This is the promised (but very rough) summary of two articles by American doctors on what to do to maintain yourself as you start to show signs of ageing. Always refer to GP or SN first … this below is for interest.
1. Chronic dehydration … body’s natural reduction of thirst as we get older … accelerated brain function decline, thickening of blood, greater risk of strokes, destruction of joint lubrication and kidney problems … but a reader said not to overdo it.
2. Consumption of processed food starts to steal energy from already tired organs. Keep it as raw and natural as possible. SN helps here.
3. Loneliness causes inflammatory processes inside the body … maintain social contacts and have projects. Online can help much with this.
4. Gym. Until maybe 70, stress training helped … push weights, intense training … muscles grow … slowly ceases after 70 or so and starts to be counterproductive. Reduce to moderate weight and higher reps, work in walking or biking.
5. Restrictive eating habits not good later (official guidelines). Age related malnutrition … body not processing nutrients as well. When protein reduces, muscle decline starts … which for oldies is a killer. Legs, arms, hips, bones, internal organs, processes decline. In turn, susceptibility to strokes etc. Fats are essential, not processed carbs.
6. Changes in sleep are natural later … melatonin declines, deep sleep shortens. You wake up during the night, earlier in the morning or later. Don’t force yourself to get up and rush off … so much to do, oh goodness, must get to work quickly. Do not stress over sleep not fitting guidelines. Whatever your bod needs, it needs. Relax over it. Never mind other people’s expectations. Let go of “all sleep must happen in one block”.
7. Meds. Going to leave this topic … your GP and SN involved there. Do ask about side effects.
8. Non-essential relationships. We tend to be gregarious, like to support friends, coworkers, acquaintances etc. … it’s a two way street … some must be kept, some derive so much, but some must slide, become more occasional. This SN chat … well we keep coming back, don’t we, it obviously has something in it for us.
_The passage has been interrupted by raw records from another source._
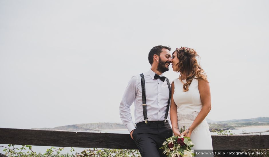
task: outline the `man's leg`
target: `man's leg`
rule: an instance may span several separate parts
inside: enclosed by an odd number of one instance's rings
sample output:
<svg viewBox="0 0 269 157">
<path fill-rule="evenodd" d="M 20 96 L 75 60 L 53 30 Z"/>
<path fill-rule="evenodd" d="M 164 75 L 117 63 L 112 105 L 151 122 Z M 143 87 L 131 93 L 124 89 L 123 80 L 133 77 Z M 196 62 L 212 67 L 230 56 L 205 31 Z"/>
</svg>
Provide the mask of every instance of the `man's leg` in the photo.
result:
<svg viewBox="0 0 269 157">
<path fill-rule="evenodd" d="M 157 146 L 159 148 L 163 146 L 163 144 L 168 138 L 173 136 L 173 130 L 168 122 L 167 121 L 164 124 L 158 124 L 158 130 L 159 132 L 159 140 L 157 142 Z M 166 156 L 165 154 L 163 153 L 163 150 L 159 150 L 159 153 L 161 157 Z"/>
<path fill-rule="evenodd" d="M 158 142 L 156 141 L 158 138 L 156 135 L 147 133 L 135 135 L 134 140 L 142 157 L 160 156 L 159 148 L 158 148 Z"/>
</svg>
9. Pretending we’re still as young as we were. Any issues putting on socks? How about getting out of a chair without using your arms (quads and glutes, hamstrings and calves). Work your legs moderately each day … walks, riding, whatever. In your legs is your independence. Knees, hips. Gently, gently.
10. After 70, the most dangerous accident is a fall. My bath has handrails, corridors are about four feet wide … sudden movement and I start to fall but every room has something at least to break a fall. I use bouncing off things as a strategy, not a fall.
11. Meaningful solitude … don’t let people rush you. Reserve time for yourself to regroup, reflect, plan.
12. Overall safety … with all the attacks outside, esp. on girls and older people … esp. in urban areas …they always choose the vulnerable … plan your routes, your time of day, your company. I go by cab now, never public transport. Etc. Etc.